Ketua DPW PKS Aceh H. Ghufran Zainal Abidin mengatakan, keputusan mengusung atau mendukung calon Gubernur Aceh dari PKS masih menunggu keputusan dari DPP PKS. Namun demikian diakui Ghufran, komunikasi dengan partai-parta politik calon-calon yang sudah muncul masih terus berlanjut.

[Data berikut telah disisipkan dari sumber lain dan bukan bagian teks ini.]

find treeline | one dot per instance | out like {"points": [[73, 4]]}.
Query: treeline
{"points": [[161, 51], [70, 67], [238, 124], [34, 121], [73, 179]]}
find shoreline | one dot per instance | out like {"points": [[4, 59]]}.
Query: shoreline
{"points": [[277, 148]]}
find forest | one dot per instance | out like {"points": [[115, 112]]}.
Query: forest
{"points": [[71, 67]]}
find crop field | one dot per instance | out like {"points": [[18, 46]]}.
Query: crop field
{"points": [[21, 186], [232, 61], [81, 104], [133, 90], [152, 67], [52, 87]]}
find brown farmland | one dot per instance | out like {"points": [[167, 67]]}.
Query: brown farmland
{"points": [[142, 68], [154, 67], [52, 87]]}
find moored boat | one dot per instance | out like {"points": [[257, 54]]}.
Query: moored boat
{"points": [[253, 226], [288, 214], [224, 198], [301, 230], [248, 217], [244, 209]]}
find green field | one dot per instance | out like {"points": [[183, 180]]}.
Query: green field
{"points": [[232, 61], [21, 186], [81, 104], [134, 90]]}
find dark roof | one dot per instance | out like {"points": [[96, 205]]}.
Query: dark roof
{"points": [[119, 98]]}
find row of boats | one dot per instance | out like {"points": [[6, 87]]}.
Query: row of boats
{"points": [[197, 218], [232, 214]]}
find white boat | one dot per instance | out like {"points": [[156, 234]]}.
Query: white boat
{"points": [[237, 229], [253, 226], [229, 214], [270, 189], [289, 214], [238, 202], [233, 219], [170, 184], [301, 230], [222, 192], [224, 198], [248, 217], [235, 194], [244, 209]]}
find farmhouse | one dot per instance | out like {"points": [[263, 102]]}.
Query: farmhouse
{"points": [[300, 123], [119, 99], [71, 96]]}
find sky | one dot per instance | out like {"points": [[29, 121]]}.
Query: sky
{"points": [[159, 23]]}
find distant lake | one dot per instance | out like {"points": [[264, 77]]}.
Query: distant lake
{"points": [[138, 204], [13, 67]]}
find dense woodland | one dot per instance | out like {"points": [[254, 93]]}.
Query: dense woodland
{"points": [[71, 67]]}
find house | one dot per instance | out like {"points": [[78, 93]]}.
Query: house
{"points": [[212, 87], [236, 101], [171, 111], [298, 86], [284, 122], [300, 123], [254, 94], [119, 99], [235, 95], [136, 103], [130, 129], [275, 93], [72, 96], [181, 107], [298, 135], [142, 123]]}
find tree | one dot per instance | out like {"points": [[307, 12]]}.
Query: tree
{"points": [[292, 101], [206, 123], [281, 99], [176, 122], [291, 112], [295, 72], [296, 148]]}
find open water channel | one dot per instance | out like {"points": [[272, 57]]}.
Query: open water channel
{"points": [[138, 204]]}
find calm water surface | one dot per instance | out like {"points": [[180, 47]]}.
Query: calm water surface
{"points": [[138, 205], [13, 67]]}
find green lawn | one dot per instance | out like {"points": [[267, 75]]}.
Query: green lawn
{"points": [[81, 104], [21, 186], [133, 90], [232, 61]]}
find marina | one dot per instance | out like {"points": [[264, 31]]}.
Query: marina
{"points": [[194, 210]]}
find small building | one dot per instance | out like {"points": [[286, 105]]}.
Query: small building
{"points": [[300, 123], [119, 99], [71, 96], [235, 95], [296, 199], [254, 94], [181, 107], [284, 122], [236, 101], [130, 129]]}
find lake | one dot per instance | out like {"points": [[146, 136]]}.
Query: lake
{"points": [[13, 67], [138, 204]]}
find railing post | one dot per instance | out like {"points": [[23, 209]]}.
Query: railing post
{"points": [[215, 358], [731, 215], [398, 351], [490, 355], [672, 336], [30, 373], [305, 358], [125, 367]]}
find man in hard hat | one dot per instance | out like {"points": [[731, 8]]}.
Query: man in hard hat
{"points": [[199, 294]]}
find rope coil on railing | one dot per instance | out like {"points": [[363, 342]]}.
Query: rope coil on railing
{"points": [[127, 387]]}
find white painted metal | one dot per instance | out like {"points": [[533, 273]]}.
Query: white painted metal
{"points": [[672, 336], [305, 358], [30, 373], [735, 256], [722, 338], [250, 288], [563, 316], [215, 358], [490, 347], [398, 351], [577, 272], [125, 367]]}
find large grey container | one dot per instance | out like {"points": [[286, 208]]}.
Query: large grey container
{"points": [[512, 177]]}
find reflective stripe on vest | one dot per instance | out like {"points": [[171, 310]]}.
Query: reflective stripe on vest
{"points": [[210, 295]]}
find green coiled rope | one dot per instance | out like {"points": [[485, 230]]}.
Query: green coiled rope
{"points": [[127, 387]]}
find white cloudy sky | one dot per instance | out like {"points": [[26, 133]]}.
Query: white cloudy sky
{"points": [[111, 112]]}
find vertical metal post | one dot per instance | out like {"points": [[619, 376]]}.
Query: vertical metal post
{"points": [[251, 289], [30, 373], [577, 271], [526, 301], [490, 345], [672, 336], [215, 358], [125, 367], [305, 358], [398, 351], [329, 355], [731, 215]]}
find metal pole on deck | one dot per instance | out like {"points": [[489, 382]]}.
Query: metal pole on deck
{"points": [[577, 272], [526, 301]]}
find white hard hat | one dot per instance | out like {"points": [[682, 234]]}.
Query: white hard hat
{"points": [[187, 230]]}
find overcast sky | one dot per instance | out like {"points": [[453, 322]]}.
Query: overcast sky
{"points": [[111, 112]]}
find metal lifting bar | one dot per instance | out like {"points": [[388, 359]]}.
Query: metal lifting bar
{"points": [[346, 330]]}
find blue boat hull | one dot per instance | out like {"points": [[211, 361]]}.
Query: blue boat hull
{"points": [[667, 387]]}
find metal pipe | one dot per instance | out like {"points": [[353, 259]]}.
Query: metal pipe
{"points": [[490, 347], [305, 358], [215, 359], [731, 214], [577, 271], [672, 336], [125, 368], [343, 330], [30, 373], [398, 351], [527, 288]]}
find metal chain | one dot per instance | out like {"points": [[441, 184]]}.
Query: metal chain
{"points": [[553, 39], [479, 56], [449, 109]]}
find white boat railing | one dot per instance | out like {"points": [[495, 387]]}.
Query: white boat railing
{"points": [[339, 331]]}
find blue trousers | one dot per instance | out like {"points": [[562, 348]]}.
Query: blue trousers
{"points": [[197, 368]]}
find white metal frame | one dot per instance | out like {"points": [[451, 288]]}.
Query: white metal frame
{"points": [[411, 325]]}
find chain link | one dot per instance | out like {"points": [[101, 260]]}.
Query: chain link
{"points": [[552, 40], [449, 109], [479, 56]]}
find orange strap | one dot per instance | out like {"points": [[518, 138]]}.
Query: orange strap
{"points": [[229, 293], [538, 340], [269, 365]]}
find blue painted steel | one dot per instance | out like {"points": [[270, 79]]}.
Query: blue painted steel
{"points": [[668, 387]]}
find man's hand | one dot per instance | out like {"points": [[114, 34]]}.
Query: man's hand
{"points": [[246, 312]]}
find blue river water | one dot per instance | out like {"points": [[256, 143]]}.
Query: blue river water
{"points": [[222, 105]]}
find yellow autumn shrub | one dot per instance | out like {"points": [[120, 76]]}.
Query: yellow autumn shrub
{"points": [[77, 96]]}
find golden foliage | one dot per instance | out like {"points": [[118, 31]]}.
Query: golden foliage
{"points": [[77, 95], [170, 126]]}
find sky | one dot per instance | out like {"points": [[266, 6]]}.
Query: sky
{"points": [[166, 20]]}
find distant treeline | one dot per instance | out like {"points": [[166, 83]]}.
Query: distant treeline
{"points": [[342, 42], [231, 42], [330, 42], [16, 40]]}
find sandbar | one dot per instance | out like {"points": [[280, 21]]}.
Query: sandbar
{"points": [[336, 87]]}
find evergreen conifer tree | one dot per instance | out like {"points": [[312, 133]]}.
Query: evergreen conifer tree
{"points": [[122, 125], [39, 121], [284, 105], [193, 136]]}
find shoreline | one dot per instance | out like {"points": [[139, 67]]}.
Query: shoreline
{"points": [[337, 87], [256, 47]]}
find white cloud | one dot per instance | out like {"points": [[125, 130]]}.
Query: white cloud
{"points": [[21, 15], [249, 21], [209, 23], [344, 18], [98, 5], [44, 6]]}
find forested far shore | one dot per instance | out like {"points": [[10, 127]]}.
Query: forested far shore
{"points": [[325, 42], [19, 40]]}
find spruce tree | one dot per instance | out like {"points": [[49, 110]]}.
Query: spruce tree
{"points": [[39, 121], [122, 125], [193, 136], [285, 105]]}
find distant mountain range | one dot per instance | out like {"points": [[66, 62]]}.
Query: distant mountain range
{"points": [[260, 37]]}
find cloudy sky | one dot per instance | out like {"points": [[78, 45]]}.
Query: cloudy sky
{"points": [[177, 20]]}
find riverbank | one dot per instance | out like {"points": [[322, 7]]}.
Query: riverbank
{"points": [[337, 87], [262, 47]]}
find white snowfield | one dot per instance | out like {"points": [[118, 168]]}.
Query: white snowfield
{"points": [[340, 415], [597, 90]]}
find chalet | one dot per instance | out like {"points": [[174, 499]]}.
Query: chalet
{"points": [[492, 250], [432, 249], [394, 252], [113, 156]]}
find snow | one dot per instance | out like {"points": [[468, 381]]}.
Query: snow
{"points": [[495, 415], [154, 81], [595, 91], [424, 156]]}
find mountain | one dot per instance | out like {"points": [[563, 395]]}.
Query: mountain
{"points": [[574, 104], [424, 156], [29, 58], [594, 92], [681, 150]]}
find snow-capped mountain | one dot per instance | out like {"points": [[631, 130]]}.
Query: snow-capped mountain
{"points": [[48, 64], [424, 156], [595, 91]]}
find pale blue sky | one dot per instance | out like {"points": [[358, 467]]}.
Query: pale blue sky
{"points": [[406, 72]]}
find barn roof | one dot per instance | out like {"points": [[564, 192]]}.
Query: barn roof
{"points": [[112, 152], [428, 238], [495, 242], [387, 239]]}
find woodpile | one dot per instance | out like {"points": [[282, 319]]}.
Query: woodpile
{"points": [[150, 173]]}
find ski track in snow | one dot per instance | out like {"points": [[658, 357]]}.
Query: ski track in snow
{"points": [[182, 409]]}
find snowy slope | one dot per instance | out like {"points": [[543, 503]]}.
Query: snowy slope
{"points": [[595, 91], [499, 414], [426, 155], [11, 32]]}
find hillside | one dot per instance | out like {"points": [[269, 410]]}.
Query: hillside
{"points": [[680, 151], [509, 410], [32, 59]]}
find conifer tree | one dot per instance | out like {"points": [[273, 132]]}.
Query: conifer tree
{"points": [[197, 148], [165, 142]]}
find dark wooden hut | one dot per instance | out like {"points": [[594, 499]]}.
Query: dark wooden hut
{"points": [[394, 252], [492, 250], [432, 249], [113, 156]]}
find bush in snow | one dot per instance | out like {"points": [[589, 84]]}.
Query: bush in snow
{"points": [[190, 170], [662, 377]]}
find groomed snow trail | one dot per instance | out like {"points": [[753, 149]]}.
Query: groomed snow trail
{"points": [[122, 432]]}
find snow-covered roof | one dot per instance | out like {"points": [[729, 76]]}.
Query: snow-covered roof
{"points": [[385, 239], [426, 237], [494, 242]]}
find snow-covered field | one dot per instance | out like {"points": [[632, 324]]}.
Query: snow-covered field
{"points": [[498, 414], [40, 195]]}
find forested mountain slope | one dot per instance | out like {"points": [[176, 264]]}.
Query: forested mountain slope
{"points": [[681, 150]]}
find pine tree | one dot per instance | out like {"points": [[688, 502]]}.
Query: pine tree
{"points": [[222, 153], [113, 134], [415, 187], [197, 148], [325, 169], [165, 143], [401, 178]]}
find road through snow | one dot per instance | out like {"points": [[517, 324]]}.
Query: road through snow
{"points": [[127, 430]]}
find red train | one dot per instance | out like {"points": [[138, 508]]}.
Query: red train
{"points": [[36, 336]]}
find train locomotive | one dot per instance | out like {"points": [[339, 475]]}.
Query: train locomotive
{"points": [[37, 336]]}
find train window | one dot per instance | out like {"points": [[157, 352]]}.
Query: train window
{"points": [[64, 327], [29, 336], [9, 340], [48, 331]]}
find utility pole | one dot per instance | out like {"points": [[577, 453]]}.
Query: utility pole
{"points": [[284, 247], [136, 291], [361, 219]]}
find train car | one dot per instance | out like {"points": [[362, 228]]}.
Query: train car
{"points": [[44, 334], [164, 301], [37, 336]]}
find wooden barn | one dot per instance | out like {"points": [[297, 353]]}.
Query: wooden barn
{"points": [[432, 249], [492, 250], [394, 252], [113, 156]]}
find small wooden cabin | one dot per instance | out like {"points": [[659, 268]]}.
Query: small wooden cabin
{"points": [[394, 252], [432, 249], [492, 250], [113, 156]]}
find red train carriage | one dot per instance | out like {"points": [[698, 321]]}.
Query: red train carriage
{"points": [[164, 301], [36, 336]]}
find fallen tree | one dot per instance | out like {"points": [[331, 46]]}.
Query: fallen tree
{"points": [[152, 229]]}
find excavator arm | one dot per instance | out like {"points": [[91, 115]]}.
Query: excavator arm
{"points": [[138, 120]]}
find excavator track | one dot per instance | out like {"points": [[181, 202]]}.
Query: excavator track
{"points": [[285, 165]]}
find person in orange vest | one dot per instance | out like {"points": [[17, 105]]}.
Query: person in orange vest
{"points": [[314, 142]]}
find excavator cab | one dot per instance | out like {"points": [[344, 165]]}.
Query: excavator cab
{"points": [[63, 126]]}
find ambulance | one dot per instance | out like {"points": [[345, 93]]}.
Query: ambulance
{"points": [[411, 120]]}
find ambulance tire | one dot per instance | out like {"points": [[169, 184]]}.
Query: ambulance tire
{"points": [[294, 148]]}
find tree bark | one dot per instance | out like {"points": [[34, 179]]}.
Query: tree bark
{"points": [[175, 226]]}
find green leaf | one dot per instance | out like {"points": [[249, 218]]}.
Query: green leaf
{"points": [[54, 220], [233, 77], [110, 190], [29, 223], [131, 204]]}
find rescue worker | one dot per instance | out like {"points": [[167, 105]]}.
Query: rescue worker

“Pertama PKS tidak bisa mengusung kader sendiri pada Pilgub Aceh karena tidak memenuhi syarat minimal mendaftarkan calon karena hanya memiliki empat kursi di DPR Aceh dari syarat minimal sekitar 17 kursi, tentu ini berat bagi PKS mencalonkan kader internal,”ujarnya.
Namun demikian diakui Ghufran, pihaknya tetap memunculkan nama-nama dari internal PKS baik untuk calon gubernur maupun calon wakil gubernur untuk berpasangan dengan calon-calon yang sudah ada.
“Keputusan resmi siapa yang didukung oleh PKS tetap di DPP. Disanalah diputuskan siapa yang akan didukung oleh PKS,”lanjutnya.
Diakui Ghufran salah satu opsi yang ditawarkan pihaknya pada Pilgub Aceh mendatang adaah posisi wakil gubernur dari PKS, namun jika itu tidak ada pihaknya akan memilih calon gubernur atau pasangan calon yang paling ideal, yang cocok dengan visi- misi PKS.
Ghufran menyebutkan ada sejumlah nama dari internal PKS yang pernah muncul baik di media maupun ditengah-tengah masyarakat yang dinilai memiliki kapasitas dan populeritas seperti anggota DPR RI asal Aceh Muhammad Nasir Djamil.